Root Causes
Data on chronic absence can help identify which students, or groups of students, might be in need of additional support. Once you know which students are at risk due to poor attendance, take stock of what you know about the reasons they do or don’t attend school.
Reasons for absences typically fall into four broad categories: Barriers to attendance, aversion to school, disengagement from school and misconceptions about the impact of absences. See figure below.
For individual students, use our worksheet on Understanding the Root Causes of Student Absences to organize your thoughts and what your team has learned from regular interactions inside or outside the classroom about the student. Understanding the root causes as well as what motivates the student to attend can help determine the best course of action.
Root Causes Worksheet
The five minutes you and your team spend filling in the worksheet can help you think about what you know or might need to learn from a student or their family when developing an effective intervention plan.
In some communities certain reasons for absence affect a large number of students. For example, food insecurity often affects large numbers, not just individual students. The solutions in this case could include evidence-based interventions such as Breakfast in the Classroom. If you find there are a large number of chronically absent students, consider first applying the strategy to a manageable number. Then, you can use the experience to determine how to help more students.

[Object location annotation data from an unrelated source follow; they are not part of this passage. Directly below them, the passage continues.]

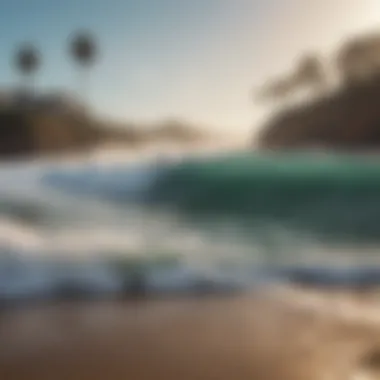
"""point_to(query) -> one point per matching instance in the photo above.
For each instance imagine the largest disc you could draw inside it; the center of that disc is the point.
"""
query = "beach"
(260, 335)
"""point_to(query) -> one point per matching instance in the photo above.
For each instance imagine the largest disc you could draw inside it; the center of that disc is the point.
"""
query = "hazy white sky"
(193, 59)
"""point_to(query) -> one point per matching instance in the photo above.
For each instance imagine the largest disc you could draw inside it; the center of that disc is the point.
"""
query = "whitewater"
(205, 220)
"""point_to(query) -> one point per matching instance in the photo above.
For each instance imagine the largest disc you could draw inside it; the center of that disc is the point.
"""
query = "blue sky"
(193, 59)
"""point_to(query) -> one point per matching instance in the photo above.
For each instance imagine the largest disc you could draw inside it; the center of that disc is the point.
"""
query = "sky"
(196, 60)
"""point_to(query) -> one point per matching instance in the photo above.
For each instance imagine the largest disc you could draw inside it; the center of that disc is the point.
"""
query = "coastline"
(254, 336)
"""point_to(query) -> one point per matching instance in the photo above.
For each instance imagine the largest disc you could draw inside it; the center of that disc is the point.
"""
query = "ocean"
(202, 221)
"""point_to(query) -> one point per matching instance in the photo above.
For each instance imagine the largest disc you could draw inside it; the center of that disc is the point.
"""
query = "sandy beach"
(253, 336)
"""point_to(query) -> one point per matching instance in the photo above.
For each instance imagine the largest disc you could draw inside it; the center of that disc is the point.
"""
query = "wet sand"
(237, 337)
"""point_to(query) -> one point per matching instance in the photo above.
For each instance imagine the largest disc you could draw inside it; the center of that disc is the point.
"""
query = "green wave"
(329, 195)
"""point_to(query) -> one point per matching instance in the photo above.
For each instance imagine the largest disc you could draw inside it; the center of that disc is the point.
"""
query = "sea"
(179, 222)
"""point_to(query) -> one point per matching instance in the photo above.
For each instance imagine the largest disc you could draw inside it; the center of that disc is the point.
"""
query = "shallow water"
(226, 214)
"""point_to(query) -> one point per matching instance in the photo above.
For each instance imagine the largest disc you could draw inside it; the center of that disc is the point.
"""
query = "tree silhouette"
(27, 61)
(83, 50)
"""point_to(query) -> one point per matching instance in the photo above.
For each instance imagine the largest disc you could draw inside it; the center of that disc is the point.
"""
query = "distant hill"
(346, 119)
(59, 124)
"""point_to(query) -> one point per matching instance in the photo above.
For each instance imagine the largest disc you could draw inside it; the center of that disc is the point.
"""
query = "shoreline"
(255, 336)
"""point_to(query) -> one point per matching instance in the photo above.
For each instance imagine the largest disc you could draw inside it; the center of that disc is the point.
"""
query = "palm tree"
(83, 50)
(27, 61)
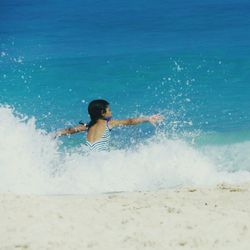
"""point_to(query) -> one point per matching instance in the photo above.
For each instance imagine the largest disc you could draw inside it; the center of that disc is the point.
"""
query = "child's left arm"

Interventions to address each tier
Once you identify the most common reasons for absence, consider which intervention, supports or policy solutions you can offer. The Attendance Playbook: Smart Strategies for Reducing Chronic Absence in the Covid Era, was developed by FutureEd in partnership with Attendance Works. Find strategies to address chronic absence, divided into Tiers 1, 2 and 3.
Use the Guide to Using the Attendance Playbook to determine which interventions address the most common reasons for absence for your school’s students and their families.

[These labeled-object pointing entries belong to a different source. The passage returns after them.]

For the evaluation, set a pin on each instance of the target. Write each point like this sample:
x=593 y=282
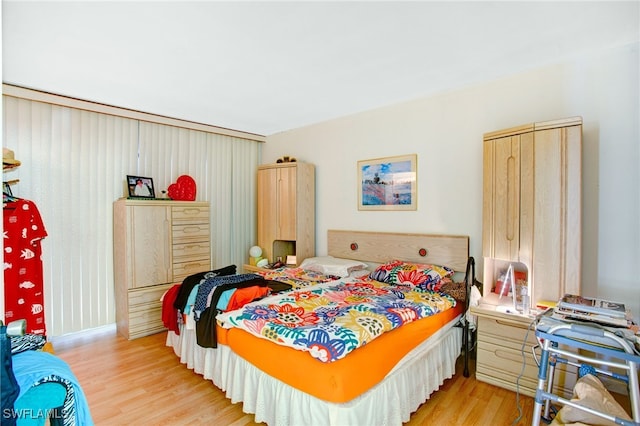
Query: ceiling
x=265 y=67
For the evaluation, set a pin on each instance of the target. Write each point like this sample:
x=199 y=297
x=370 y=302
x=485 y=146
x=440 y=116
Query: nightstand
x=501 y=354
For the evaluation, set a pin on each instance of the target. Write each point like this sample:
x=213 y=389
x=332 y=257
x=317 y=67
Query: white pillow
x=329 y=265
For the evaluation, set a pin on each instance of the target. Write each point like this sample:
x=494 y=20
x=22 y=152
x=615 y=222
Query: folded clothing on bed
x=331 y=320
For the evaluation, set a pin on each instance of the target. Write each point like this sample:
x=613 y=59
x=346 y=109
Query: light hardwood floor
x=142 y=382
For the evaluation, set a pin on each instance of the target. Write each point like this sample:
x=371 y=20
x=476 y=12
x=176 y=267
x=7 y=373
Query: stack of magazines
x=591 y=309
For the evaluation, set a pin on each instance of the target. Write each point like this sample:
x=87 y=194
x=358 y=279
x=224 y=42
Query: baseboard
x=83 y=336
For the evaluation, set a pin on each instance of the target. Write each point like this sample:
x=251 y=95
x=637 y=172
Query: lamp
x=255 y=254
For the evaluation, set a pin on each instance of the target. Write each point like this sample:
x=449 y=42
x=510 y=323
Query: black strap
x=192 y=280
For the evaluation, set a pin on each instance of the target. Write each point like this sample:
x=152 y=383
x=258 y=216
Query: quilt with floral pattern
x=330 y=320
x=297 y=277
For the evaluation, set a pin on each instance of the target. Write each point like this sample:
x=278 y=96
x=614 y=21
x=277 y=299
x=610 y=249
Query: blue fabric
x=191 y=300
x=225 y=297
x=9 y=386
x=31 y=366
x=209 y=284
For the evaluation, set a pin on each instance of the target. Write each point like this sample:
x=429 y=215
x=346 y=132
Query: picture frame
x=388 y=183
x=140 y=187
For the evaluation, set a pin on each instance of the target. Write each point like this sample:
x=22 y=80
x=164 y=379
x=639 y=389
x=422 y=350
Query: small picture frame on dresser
x=140 y=187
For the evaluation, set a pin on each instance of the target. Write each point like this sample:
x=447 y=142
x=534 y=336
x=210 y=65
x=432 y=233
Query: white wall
x=445 y=130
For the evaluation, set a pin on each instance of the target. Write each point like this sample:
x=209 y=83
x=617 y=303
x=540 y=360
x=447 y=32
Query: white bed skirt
x=390 y=402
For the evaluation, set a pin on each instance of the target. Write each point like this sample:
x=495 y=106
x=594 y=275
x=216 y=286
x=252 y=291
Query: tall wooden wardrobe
x=531 y=220
x=286 y=210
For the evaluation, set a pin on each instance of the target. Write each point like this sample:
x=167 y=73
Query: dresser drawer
x=190 y=214
x=195 y=232
x=182 y=270
x=145 y=322
x=506 y=332
x=146 y=296
x=191 y=251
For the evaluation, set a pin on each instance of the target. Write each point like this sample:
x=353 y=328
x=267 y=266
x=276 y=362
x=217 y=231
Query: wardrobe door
x=557 y=218
x=287 y=196
x=501 y=202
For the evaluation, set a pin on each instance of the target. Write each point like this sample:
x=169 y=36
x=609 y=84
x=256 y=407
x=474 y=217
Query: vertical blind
x=74 y=163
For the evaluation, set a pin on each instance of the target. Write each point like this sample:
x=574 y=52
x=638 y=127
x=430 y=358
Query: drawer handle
x=191 y=210
x=510 y=324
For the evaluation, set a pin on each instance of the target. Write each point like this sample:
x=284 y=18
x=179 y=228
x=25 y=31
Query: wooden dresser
x=156 y=244
x=286 y=210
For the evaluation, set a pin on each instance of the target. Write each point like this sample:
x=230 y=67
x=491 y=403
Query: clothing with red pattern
x=23 y=275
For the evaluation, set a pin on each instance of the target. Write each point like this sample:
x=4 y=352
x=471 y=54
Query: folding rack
x=617 y=352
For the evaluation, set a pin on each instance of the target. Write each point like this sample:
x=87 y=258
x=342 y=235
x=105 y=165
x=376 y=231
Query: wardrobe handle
x=511 y=198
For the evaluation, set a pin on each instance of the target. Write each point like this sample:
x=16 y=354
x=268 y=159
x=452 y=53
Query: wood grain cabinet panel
x=156 y=244
x=531 y=216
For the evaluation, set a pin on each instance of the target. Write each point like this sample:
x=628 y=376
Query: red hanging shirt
x=23 y=275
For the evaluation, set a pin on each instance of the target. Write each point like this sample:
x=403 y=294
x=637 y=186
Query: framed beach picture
x=140 y=187
x=388 y=183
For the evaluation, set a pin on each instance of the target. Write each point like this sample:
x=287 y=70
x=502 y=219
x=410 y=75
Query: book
x=560 y=313
x=593 y=305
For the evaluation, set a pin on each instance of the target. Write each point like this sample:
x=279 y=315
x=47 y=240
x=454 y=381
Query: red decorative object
x=183 y=190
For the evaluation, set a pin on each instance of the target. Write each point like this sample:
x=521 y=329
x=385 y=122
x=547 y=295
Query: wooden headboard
x=381 y=247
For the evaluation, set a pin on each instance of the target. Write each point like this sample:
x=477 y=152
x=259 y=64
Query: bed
x=382 y=380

When you see a group of students with a high level of chronic absence, the root cause may be a school policy or practice. In such cases, the solution is not an intervention but a change in policy or school practice. For example, if suspensions for minor infractions (i.e. not abiding by the dress code or cursing in the classroom) are causing a disproportionate number of students of color to miss school and disengage, then a policy solution might be needed. In this case, the school could establish clear criteria for suspension and offer professional development to teach staff about alternative approaches to behavior management.